Block Model¶

Overview¶

A block is the fundamental unit of a pySimBlocks model. It encapsulates a discrete-time computation — sources, operators, controllers, physical plants — and exposes a uniform interface that the simulator calls at each step.

Every block inherits from Block and implements at minimum initialize() and output_update().

To add a new block to pySimBlocks — including its GUI metadata and index registration — see Adding a New Block.

Anatomy of a block¶

Inputs and outputs¶

Inputs and outputs are plain Python dicts mapping port names to NumPy arrays of shape (n, m). They are declared in __init__ and updated each step.

self.inputs["in"] = None      # declared, not yet connected
self.outputs["out"] = None    # declared, not yet computed

An input is None until a connection is established. An output is None until initialize() or output_update() sets it. Accessing a None input in output_update() should raise a RuntimeError.

State¶

State is also a dict, split into two separate dicts: state holds the current value x[k], and next_state holds the value computed by state_update() before it is committed.

self.state["x"] = np.zeros((2, 1))
self.next_state["x"] = np.zeros((2, 1))

A block with no state simply leaves both dicts empty. The simulator checks block.has_state to decide whether to call state_update() and commit_state().

Parameters¶

Parameters are regular Python attributes set in __init__. There is no dedicated container — a gain value, a matrix, a file path are all just attributes.

self.K = np.array(gain)
self.sample_time = sample_time

They are fixed at construction time and should not change during simulation.

Block lifecycle methods¶

initialize()¶

Called once before the simulation loop starts, in topological order. Must set a valid initial value for all outputs and state entries. Receives t0, the initial simulation time.

def initialize(self, t0: float) -> None:
    self.state["x"] = np.zeros((2, 1))
    self.outputs["out"] = self.state["x"].copy()

output_update()¶

Called every step for all active blocks, in topological order. Must compute outputs from state and inputs. Must not modify state.

def output_update(self, t: float, dt: float) -> None:
    self.outputs["out"] = self.state["x"].copy()

state_update()¶

Called every step, after all output_update() calls. Must write the next state into next_state. Must not modify state or outputs.

def state_update(self, t: float, dt: float) -> None:
    self.next_state["x"] = self.state["x"] + dt * self.inputs["in"]

Only called if block.has_state is True. Blocks with no state can omit this method.

finalize()¶

Called once after the simulation loop ends. Optional — the base class provides a no-op default. Use it to close files, release resources, or flush buffers.

direct_feedthrough flag¶

direct_feedthrough is a class-level boolean attribute that tells the simulator whether u[k] appears in output_update().
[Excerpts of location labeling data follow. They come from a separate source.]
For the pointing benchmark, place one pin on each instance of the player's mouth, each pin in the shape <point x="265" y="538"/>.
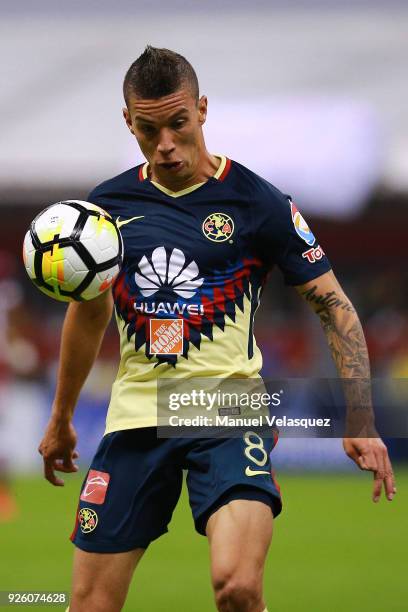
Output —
<point x="175" y="166"/>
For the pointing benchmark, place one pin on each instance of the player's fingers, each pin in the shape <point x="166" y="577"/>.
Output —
<point x="50" y="475"/>
<point x="389" y="482"/>
<point x="379" y="475"/>
<point x="67" y="465"/>
<point x="368" y="461"/>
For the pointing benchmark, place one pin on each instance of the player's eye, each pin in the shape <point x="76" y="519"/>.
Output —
<point x="179" y="123"/>
<point x="147" y="129"/>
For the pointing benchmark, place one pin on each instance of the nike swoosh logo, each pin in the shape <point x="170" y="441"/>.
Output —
<point x="250" y="472"/>
<point x="86" y="494"/>
<point x="120" y="223"/>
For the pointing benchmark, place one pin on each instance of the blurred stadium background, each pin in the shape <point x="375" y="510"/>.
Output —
<point x="312" y="95"/>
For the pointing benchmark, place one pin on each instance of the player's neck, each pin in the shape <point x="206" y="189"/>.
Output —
<point x="206" y="167"/>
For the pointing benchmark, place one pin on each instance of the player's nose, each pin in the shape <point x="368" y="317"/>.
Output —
<point x="165" y="144"/>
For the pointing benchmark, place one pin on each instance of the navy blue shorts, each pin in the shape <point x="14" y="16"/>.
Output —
<point x="135" y="479"/>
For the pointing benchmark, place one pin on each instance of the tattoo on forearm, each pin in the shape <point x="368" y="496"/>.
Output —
<point x="329" y="299"/>
<point x="349" y="351"/>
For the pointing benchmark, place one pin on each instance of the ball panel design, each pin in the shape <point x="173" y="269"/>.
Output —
<point x="84" y="256"/>
<point x="58" y="220"/>
<point x="28" y="255"/>
<point x="101" y="239"/>
<point x="101" y="283"/>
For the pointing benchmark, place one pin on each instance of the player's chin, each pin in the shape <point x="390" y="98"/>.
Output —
<point x="172" y="168"/>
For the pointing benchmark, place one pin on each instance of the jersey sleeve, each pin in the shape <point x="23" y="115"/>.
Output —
<point x="283" y="238"/>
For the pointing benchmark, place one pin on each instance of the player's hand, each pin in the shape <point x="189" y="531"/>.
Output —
<point x="58" y="450"/>
<point x="371" y="454"/>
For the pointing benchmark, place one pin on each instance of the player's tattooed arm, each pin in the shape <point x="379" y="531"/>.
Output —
<point x="347" y="344"/>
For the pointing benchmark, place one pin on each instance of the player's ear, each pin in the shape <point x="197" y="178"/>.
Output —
<point x="127" y="118"/>
<point x="202" y="109"/>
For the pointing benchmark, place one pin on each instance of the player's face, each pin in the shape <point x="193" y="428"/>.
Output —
<point x="169" y="133"/>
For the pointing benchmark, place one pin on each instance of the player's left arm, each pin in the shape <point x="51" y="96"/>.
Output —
<point x="348" y="348"/>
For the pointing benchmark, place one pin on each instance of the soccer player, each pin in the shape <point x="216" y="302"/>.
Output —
<point x="200" y="234"/>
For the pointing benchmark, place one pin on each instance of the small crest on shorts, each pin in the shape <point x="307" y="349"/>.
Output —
<point x="88" y="520"/>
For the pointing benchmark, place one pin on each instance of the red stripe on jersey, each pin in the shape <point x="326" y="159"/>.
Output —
<point x="73" y="534"/>
<point x="226" y="170"/>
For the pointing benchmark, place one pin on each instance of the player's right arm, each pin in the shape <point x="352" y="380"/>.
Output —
<point x="82" y="333"/>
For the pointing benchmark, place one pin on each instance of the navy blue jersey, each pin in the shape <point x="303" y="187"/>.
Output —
<point x="195" y="263"/>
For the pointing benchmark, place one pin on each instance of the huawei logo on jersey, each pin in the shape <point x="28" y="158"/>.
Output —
<point x="170" y="271"/>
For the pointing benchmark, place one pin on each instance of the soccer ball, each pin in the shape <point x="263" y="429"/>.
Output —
<point x="73" y="251"/>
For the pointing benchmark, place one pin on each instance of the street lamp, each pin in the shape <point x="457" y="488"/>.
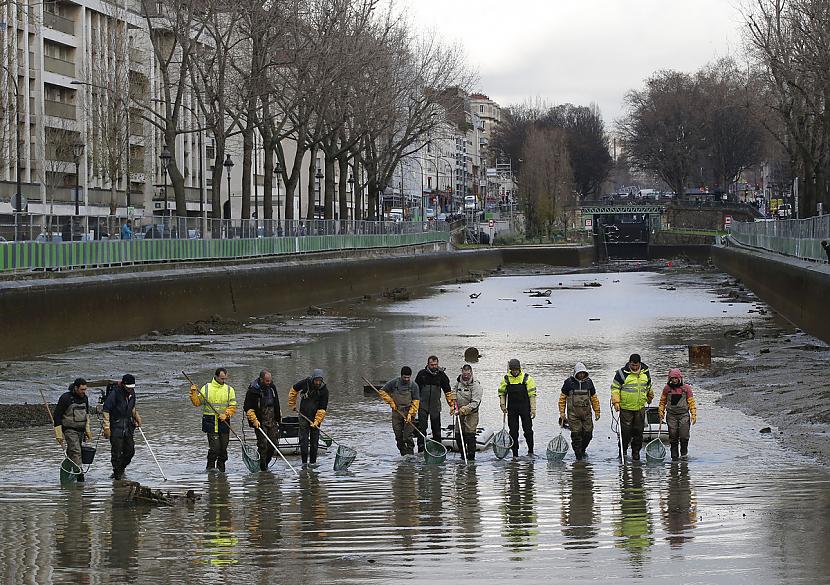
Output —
<point x="319" y="177"/>
<point x="165" y="157"/>
<point x="228" y="164"/>
<point x="278" y="173"/>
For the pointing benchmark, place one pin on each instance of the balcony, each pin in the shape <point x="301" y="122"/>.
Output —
<point x="60" y="109"/>
<point x="59" y="23"/>
<point x="59" y="66"/>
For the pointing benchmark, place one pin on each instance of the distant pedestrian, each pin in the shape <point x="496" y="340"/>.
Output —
<point x="218" y="401"/>
<point x="120" y="421"/>
<point x="72" y="421"/>
<point x="577" y="399"/>
<point x="404" y="397"/>
<point x="677" y="405"/>
<point x="314" y="401"/>
<point x="630" y="392"/>
<point x="432" y="381"/>
<point x="517" y="395"/>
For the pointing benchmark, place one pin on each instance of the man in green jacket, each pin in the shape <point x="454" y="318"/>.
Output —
<point x="630" y="392"/>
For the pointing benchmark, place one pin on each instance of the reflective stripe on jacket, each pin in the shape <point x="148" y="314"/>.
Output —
<point x="633" y="390"/>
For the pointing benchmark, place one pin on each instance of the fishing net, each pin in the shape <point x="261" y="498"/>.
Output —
<point x="69" y="470"/>
<point x="250" y="456"/>
<point x="434" y="452"/>
<point x="557" y="448"/>
<point x="344" y="457"/>
<point x="655" y="451"/>
<point x="502" y="443"/>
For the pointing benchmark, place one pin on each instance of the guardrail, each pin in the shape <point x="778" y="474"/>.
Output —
<point x="37" y="255"/>
<point x="800" y="238"/>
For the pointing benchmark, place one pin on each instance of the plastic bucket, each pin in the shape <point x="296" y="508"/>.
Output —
<point x="87" y="454"/>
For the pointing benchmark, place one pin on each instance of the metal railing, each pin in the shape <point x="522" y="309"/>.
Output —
<point x="800" y="238"/>
<point x="80" y="242"/>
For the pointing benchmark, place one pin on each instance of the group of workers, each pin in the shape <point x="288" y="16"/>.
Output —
<point x="416" y="405"/>
<point x="419" y="400"/>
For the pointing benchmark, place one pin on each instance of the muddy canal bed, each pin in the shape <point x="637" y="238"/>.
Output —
<point x="746" y="508"/>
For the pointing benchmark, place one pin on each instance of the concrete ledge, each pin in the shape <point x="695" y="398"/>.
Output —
<point x="797" y="290"/>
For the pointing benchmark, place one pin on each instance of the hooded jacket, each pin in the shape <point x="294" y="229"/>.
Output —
<point x="573" y="388"/>
<point x="679" y="400"/>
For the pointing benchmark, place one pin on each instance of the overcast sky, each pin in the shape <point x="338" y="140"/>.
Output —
<point x="581" y="51"/>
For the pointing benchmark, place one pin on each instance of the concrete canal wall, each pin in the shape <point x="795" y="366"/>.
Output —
<point x="49" y="314"/>
<point x="798" y="290"/>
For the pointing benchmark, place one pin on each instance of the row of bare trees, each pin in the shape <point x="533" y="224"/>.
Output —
<point x="561" y="154"/>
<point x="348" y="80"/>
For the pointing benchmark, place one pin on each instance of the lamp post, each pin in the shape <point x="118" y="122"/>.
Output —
<point x="228" y="164"/>
<point x="278" y="173"/>
<point x="165" y="157"/>
<point x="319" y="177"/>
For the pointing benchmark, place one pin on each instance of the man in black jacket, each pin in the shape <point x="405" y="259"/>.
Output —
<point x="120" y="421"/>
<point x="72" y="421"/>
<point x="432" y="381"/>
<point x="262" y="407"/>
<point x="314" y="401"/>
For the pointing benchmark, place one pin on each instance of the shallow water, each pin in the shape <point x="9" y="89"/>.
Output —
<point x="742" y="510"/>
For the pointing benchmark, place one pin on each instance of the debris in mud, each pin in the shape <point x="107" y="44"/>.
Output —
<point x="397" y="294"/>
<point x="139" y="494"/>
<point x="747" y="332"/>
<point x="471" y="355"/>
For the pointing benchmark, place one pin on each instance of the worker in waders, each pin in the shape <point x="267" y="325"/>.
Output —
<point x="403" y="396"/>
<point x="630" y="392"/>
<point x="468" y="396"/>
<point x="432" y="382"/>
<point x="262" y="407"/>
<point x="577" y="399"/>
<point x="215" y="421"/>
<point x="679" y="410"/>
<point x="517" y="395"/>
<point x="120" y="421"/>
<point x="71" y="416"/>
<point x="314" y="401"/>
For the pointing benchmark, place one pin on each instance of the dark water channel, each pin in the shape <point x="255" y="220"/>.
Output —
<point x="743" y="509"/>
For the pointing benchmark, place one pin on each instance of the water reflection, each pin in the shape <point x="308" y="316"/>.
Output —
<point x="678" y="505"/>
<point x="580" y="514"/>
<point x="519" y="508"/>
<point x="220" y="543"/>
<point x="404" y="513"/>
<point x="633" y="527"/>
<point x="73" y="537"/>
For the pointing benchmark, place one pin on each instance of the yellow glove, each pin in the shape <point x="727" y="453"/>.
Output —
<point x="413" y="410"/>
<point x="252" y="418"/>
<point x="318" y="418"/>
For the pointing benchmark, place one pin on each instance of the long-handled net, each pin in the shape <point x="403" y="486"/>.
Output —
<point x="344" y="457"/>
<point x="502" y="442"/>
<point x="557" y="448"/>
<point x="655" y="449"/>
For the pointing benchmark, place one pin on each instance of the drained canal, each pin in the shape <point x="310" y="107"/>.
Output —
<point x="743" y="509"/>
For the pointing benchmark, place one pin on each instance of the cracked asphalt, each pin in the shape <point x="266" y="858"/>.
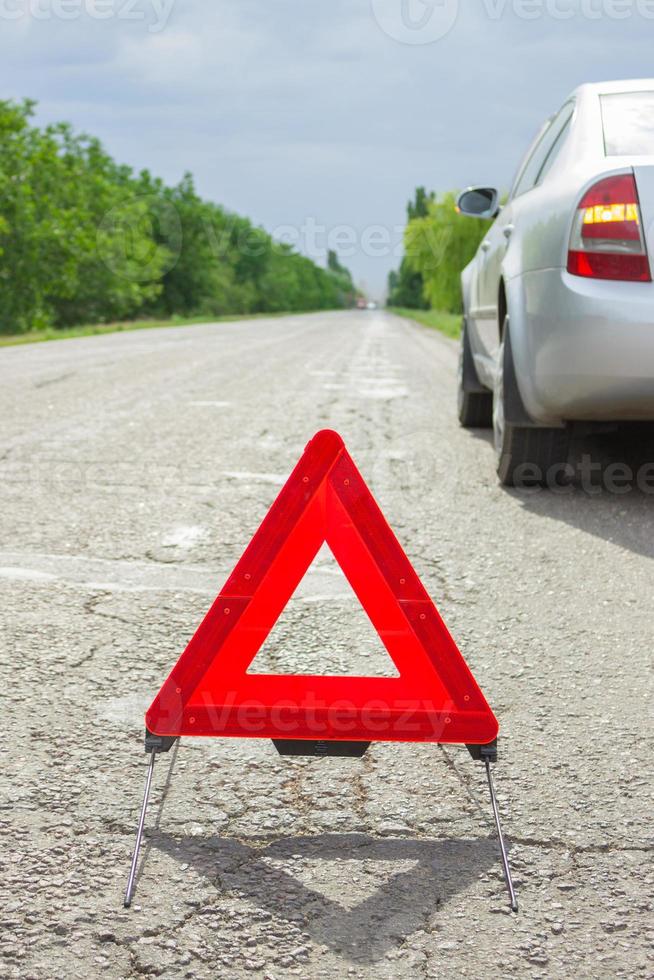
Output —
<point x="135" y="468"/>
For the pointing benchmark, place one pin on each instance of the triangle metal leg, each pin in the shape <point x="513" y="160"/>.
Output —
<point x="139" y="833"/>
<point x="505" y="860"/>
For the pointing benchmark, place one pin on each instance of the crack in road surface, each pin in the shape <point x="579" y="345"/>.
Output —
<point x="134" y="484"/>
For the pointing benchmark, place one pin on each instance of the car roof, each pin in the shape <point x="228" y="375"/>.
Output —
<point x="615" y="87"/>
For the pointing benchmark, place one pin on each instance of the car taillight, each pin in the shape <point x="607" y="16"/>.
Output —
<point x="607" y="239"/>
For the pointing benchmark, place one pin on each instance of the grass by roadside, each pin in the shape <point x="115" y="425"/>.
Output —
<point x="90" y="330"/>
<point x="447" y="323"/>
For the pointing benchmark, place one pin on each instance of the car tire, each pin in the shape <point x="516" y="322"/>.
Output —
<point x="526" y="455"/>
<point x="474" y="403"/>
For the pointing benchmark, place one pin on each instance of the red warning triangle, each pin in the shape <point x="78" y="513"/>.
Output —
<point x="209" y="692"/>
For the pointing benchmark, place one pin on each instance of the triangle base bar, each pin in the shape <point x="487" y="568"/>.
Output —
<point x="320" y="748"/>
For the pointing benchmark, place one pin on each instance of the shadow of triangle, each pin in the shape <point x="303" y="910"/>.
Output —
<point x="265" y="875"/>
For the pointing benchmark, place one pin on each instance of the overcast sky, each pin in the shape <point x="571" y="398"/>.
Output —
<point x="312" y="118"/>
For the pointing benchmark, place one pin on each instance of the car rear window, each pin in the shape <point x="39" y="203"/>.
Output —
<point x="628" y="120"/>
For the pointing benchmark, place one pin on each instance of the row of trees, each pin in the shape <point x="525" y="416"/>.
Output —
<point x="84" y="239"/>
<point x="438" y="243"/>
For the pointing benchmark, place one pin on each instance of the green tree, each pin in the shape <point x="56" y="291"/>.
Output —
<point x="438" y="246"/>
<point x="84" y="239"/>
<point x="405" y="287"/>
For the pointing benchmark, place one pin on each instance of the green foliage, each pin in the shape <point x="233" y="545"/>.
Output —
<point x="405" y="287"/>
<point x="438" y="246"/>
<point x="83" y="239"/>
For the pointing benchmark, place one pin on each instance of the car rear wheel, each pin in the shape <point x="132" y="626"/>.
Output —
<point x="526" y="455"/>
<point x="474" y="402"/>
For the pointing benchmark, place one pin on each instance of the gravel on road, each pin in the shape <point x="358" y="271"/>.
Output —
<point x="135" y="468"/>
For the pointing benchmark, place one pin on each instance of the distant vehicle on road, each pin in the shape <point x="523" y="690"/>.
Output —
<point x="559" y="301"/>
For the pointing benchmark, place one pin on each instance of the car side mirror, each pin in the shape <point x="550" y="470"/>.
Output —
<point x="479" y="202"/>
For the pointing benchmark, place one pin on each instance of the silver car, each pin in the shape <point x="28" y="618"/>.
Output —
<point x="559" y="300"/>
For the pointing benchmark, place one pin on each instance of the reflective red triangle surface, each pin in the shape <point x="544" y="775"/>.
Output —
<point x="209" y="692"/>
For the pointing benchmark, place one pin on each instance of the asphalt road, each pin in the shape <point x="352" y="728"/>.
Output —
<point x="135" y="468"/>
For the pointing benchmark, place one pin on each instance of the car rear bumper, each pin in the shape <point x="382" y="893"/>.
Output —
<point x="583" y="349"/>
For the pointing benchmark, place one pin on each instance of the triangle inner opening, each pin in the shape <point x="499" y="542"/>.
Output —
<point x="324" y="630"/>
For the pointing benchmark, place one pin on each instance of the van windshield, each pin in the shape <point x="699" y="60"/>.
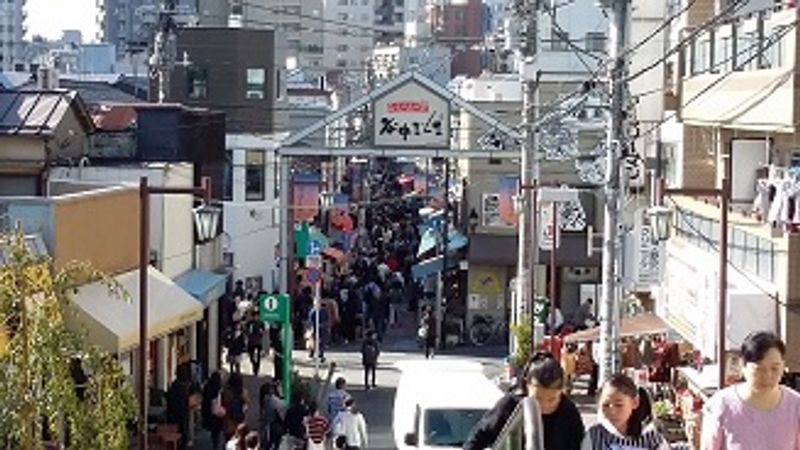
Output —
<point x="449" y="427"/>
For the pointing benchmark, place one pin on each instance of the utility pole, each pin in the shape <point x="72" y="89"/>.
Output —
<point x="528" y="254"/>
<point x="162" y="61"/>
<point x="616" y="144"/>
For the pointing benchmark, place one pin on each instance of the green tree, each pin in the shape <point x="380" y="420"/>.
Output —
<point x="39" y="398"/>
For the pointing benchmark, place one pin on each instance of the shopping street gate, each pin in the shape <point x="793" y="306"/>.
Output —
<point x="408" y="116"/>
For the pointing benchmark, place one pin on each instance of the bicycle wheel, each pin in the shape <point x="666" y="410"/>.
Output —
<point x="480" y="333"/>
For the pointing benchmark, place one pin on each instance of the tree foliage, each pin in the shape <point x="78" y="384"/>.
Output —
<point x="39" y="397"/>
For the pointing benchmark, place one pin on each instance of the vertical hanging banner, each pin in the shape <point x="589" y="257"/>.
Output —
<point x="411" y="116"/>
<point x="339" y="215"/>
<point x="507" y="188"/>
<point x="547" y="233"/>
<point x="306" y="196"/>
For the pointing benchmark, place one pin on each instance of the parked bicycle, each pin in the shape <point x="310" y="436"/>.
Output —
<point x="485" y="328"/>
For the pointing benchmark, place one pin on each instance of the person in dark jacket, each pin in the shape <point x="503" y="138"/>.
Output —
<point x="178" y="403"/>
<point x="213" y="417"/>
<point x="370" y="350"/>
<point x="543" y="380"/>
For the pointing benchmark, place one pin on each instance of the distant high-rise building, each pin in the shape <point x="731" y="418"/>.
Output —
<point x="127" y="24"/>
<point x="390" y="20"/>
<point x="12" y="29"/>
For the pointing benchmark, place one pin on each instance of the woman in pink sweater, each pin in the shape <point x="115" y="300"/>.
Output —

It defaults to True in the base class and should be overridden when the block’s output does not depend on its inputs at the same step.

class MyIntegrator(Block):
    direct_feedthrough = False

Setting it correctly is critical — it determines which edges appear in the dependency graph and therefore the execution order. An incorrect value either causes unnecessary ordering constraints or, worse, silently produces stale inputs. See Execution Order and Algebraic Loops for details.